In 2011 a Pakistani historian of repute and researcher, Dr Ali Usman Qasmi, brought it back to life in his brilliant study of the enigmatic ‘Ahl-i-Quran’ Movement in the Punjab (that emerged in the late 19th and early 20th centuries).

Before Usman, Mohammad Ishaq Bhatti had penned a whole article (in Urdu) on the Ghazi Mehmood case in Al-Ai’tasam (in 2003).

Ghazi Mehmood was born into a middle-class Sunni Muslim family and exhibited a great interest in the study of Islam. As a teenager, however, he was put off by a sermon that he had heard in a mosque and increasingly became sceptical about his faith.

In 1899 he moved close to a small Hindu reformist outfit, the Dev Samaj. Though he did not convert to Hinduism, he did change his surname to Dharampal and became Ghazi Dharampal.

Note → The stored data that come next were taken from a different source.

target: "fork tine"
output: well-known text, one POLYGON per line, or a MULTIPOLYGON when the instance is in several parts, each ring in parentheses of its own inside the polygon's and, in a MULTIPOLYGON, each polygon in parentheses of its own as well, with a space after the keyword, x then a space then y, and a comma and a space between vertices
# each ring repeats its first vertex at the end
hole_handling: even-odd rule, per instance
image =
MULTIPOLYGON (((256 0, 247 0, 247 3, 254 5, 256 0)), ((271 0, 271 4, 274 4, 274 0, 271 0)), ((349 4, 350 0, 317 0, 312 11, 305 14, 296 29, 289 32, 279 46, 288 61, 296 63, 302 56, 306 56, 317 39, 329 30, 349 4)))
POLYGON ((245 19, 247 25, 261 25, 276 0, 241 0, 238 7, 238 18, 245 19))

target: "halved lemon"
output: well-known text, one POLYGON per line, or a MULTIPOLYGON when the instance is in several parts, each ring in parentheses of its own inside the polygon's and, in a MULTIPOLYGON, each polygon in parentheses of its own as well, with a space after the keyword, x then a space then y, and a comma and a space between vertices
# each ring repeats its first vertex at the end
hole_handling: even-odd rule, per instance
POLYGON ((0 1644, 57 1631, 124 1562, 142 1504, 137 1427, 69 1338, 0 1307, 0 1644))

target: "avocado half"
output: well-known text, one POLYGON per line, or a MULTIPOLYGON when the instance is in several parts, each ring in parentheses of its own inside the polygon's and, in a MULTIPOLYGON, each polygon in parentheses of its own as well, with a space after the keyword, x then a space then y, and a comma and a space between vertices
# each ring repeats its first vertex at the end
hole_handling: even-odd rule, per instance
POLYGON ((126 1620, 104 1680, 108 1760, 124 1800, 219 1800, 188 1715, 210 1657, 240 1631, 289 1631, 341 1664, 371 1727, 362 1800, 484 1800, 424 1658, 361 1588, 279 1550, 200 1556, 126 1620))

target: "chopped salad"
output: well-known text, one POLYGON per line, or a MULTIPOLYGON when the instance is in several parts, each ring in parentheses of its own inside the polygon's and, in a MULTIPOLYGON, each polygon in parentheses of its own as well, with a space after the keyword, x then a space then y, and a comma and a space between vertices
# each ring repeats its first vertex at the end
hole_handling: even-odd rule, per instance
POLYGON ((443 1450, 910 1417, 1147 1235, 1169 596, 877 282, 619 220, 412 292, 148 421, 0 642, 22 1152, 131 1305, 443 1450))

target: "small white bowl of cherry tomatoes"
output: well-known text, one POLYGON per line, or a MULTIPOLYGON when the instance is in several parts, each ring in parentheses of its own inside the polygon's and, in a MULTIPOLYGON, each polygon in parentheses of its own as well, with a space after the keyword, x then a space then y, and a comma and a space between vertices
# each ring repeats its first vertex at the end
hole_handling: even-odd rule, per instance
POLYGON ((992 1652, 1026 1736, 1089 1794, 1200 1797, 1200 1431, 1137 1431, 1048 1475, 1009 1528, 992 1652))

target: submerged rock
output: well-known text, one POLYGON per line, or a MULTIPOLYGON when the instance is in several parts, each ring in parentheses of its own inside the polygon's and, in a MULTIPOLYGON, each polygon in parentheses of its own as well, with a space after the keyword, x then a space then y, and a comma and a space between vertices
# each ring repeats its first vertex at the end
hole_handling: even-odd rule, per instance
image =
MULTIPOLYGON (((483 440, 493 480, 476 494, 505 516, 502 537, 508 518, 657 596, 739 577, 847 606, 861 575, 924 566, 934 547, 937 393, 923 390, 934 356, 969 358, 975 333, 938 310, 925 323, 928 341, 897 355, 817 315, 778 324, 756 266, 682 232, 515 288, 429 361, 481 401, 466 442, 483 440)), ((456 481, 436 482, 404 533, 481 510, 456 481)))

Unable to reconcile to some beliefs of the Dev Samaj, Ghazi broke away from the group. But soon he was successfully engaged by the Arya Samaj. In 1903, at the age of 21, he finally embraced Hinduism and began working for the Arya Samaj.

The Samaj aggressively publicised this conversion through pamphlets and Hindi newspapers and then financed Ghazi’s first book, Tark-i-Islam, in which he explained why he renounced his original faith.

He continued to publish treatises for the Samaj. He was challenged by counter-treatises that attempted to blunt his criticism. Most of these were authored by Sanaullah Amritsari, an aggressive Ahl-i-Hadees polemicist, and Hakim Nuruddin, a member of the Ahamadiyya community.

Ghazi also began publishing a Hindi monthly dedicated to promoting Arya Samaj beliefs. However, in 1913 he fell in love with a Brahmin widow and married her. This is when he had a falling out with the Samaj whose leadership did not approve of the marriage.

Distressed by the way his friends in the Samaj had responded to his marriage to a Brahmin widow, Ghazi authored an appeal to scholars of all faiths (in India) pleading which religion could guarantee the rights of his wife and children without discrimination.

He received dozens of responses. But it was the response from a judge and scholar from the Ahl-i-Hadees branch, Sulayman Mansurpuri, which appealed the most to Ghazi.

The judge wrote that he (Ghazi) was lawfully married and that his children had equal rights even if their mother chose to remain a Hindu.

This response saw Ghazi visit the judge and agree to re-enter the fold of Islam.

Ghazi now spent his scholastic energies in writing treatises against the Arya Samaj (denouncing their ‘hypocrisies’).

But he was soon at loggerheads with the Ahle-i-Hadees, founding their ideas to be too cumbersome and retrogressive. It was at this point that he was adopted by the so-called ‘Ahl-i-Quran’ Movement. The movement insisted that the Quran alone should be the focus of all law-making in Islam and rejected all other Muslim texts as being largely ‘man-made’.

So, from being a curious young Sunni Muslim, Ghazi became a poster-boy of Hindu reformists, to becoming a scholar of the Ahl-i-Hadees branch, to finally being adopted by the rationalist Ahl-i-Quran Movement.

His conversion to Hinduism and re-conversion to Islam were both highly publicised events. Interestingly, though the memory and mention of his case eventually faded away, historians who dragged it out again referred to him as Ghazi Mehmood Dharampal.

This is because though after his re-conversion to Islam he restored his Muslim surname, Mehmood, he did not discard the Hindu surname that he had adopted in 1899.

He died in 1960 at the age of 78 and was given a proper Muslim burial. Little is known what became of his beliefs after the withering away of the Ahl-i-Quran Movement in the early 1940s.